Woodside’s buyback deal with Shell at risk of being blocked
PERTH, Australia (Bloomberg) -- Woodside Petroleum Ltd’s plan to buy back shares from Royal Dutch Shell Plc for $2.7 billion is at risk of being rejected by shareholders as it falls short of the votes needed to proceed.
About 71% of the proxy and direct votes cast back the proposal, compared with the 75% required, the Perth-based company said on July 31 in a statement. About 59% of those entitled to vote have done so, with a final outcome to be determined at a shareholder meeting on August 1.

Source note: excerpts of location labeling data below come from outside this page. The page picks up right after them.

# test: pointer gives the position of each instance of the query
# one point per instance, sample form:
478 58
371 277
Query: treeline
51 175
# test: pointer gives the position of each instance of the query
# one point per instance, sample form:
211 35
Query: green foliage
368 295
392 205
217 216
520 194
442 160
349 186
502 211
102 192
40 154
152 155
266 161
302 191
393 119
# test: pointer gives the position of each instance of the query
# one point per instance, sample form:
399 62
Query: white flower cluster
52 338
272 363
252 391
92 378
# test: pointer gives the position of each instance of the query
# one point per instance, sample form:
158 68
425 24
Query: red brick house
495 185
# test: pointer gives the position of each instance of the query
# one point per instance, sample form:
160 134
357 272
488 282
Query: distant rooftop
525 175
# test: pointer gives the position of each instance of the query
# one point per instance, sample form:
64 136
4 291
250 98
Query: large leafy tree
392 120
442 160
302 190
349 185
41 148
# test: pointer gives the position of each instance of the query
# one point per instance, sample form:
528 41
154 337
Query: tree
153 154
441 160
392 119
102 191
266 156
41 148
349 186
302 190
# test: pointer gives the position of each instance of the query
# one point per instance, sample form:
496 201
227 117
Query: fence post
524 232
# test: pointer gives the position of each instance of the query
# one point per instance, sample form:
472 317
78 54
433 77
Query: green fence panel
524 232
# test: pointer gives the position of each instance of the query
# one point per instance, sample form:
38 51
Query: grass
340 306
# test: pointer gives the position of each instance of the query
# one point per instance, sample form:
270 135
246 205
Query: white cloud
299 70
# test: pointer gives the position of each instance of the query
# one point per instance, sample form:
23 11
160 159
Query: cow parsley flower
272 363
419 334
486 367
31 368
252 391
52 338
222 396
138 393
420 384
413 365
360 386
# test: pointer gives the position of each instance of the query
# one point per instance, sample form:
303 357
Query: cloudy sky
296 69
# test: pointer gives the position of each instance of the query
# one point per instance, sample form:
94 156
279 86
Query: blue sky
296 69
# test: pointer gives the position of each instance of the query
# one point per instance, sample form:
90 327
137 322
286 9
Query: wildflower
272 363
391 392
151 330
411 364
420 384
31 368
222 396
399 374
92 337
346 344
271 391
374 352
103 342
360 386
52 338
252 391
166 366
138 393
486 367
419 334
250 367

The resolution “needs an avalanche of yes votes tomorrow to get approved,” Nik Burns, a Melbourne-based analyst at UBS AG, said on July 31 in a note. Without that, “it looks like the resolution is headed for defeat.”
The buyback is part of Shell’s deal last month to raise $5 billion trimming most of its 23% stake in Australia’s second-largest oil producer. A no vote would leave Shell with a larger, unwanted stake, and add to Woodside’s frustrations after a plan to invest as much as $2.6 billion in an Israeli gas project collapsed, according to Macquarie Group Ltd.
Woodside shares fell 0.8% to close at A$42.52 in Sydney trading. The S&P/ASX 200 Index gained 0.2%.
Woodside may offer similar terms to all shareholders if the deal is blocked to allay concerns that investors aren’t being treated equally, according to a July 21 Macquarie report. The buyback is a great deal for Shell with the generous allocation of franking credits, which reduce an investor’s tax bill, and Woodside trading at three-year highs, Macquarie said.
After an “equal-access” buyback, Shell would still be a substantial holder in Woodside with about 11% of the shares, according to UBS.
Woodside said June 17 it had agreed to buy back the shares for A$36.49 each, a 15% discount to the previous day’s closing price. The Hague-based Shell separately sold 78.3 million shares to investors at A$41.35 each, about a 3.5% discount to the June 16 close.